Moreover, with the passage of time inherent in pre-1972 sound recordings, you are looking at a much wider dispersal of copyright ownership, as we are talking about sound recordings back the beginning of recording technology. Think of the big band or nostalgia shows on radio stations (including many public radio stations) that focus on the roots of current music and feature obscure recordings from prior to World War II. How many of these recordings are in the catalog of the big record labels? Will they have easy to find owners? It would seem that the complications in the process of clearing these recordings is likely to outweigh the benefits in being able to perform them, so a widespread performance right in these recordings may well mean that many simply will not be performed. The digital world has created many problems with “orphan works” (copyrighted materials where the owners are difficult or impossible to find) as various sites look to exploit the “long tail” of copyrighted works, and any widespread recognition of a public performance right in sound recordings will simply make these issues even harder.

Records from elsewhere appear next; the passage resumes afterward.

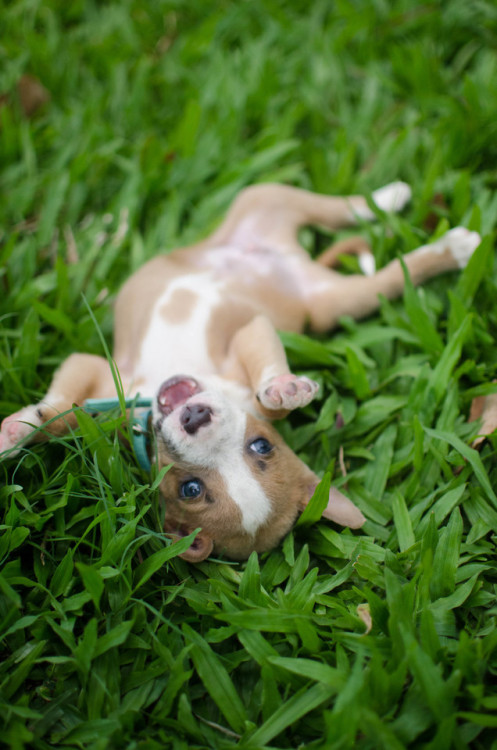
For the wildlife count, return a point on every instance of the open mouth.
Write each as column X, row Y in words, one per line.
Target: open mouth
column 175, row 392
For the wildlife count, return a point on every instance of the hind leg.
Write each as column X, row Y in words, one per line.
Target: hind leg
column 332, row 295
column 270, row 215
column 81, row 376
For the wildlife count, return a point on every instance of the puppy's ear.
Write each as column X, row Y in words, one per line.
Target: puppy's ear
column 340, row 509
column 199, row 549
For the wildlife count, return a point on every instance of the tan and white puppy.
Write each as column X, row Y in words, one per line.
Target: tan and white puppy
column 196, row 329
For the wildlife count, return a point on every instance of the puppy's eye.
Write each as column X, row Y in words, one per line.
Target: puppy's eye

What will happen here? Of course, there will be appeals of the decisions in New York and California, so these cases are far from over and the right is far from being definitively established. Even if the right is upheld, how will courts assess damages for the use of these recordings, as no one ever seemed to assign any value to their performance in US history? And how far does the right extend? Is it just a digital right (the recent decisions were in cases are against Sirius XM, and there are also pending cases against Pandora) as under Federal law, or does it extend to areas where there is otherwise no sound recording performance right at all (e.g. broadcasting and background uses of music in retail establishments)? The NY Court seemed to think that New York could establish appropriate boundaries for any such right – but who would do so, the Courts themselves or the legislature (and if it is the legislature, doesn’t that support the argument that there is not currently such a right as, if there was, the legislature would already have defined its limits?)? 

Could these rights be Federalized, to avoid all of the state issues? In the last Congress, there was also a move to do so, in what was called the RESPECT Act. While many digital services indicated that they did not have problems with Federalization if these recordings were accorded full Federal protection for all purposes, the proposed legislation stopped short of that, dealing only with the performance right and not other Federal rights (like fair use, DMCA safe harbor provisions for user-generated content, and certain rights of creators to reclaim copyrights assigned to third parties after the passage of certain periods of time). Getting all parties to agree on Federalization of these rights may not be as easy as it sounds.